Un grande mistico chassidico, il Baal Shem Tov, raccontò la storia di Mosè in piedi davanti al Roveto Ardente. Dio gli disse di togliersi i sandali perché il luogo su cui si trovava era terra santa. La morale della storia, ci viene detto, è che Dio non ci chiama ad essere Mosè, o Francesco, o Madre Teresa, o anche Gesù stesso. Io e solo io, con il mio antefatto unico, la mia genetica, personalità, cultura e difetti, occupo questa piccola porzione, il mio proprio spazio nel tempo e nella storia. E la mia porziuncola, su cui sto in piedi, è santa.

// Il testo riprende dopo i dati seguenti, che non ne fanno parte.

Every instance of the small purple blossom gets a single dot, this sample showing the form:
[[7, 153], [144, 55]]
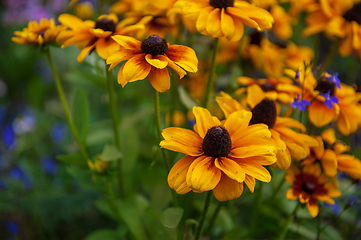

Fratelli, la nuova evangelizzazione, il ravvivare la fiamma, qualunque frase vogliate inventare, consiste nel condividere la testimonianza della nostra realtà vissuta – non ciò che abbiamo fatto noi, ma ciò che Dio è riuscito in qualche modo a realizzare in noi, vasi di terra.

Carissimi fratelli, quando guardo bene la mia vita, non vedo i miei meriti o la mia gloria, ma ciò che vedo molto chiaramente sono le promesse mantenute da Dio. Prima di tutto, quella che si trova in Giosuè: “Ti starò accanto.” In Isaia: “Ti aiuterò quando avrai fatto tutto ciò che puoi fare e non ne puoi più.” In Apocalisse: “Asciugherò tutte le lacrime dai tuoi occhi.” In Esodo: “Combatterò la tua battaglia.” E nel Deuteronomio: “Ti terrò stretto e non ti lascerò mai andare.”

La tua storia potrebbe essere la chiave per sbloccare la prigione di qualcun altro, quindi non aver paura di condividerla. Potrei essere la risposta alla preghiera di qualcun altro. E così anche tu sarai un riflesso, a modo tuo, della bontà di Dio. Non siamo fatti per essere il segreto meglio custodito di Dio.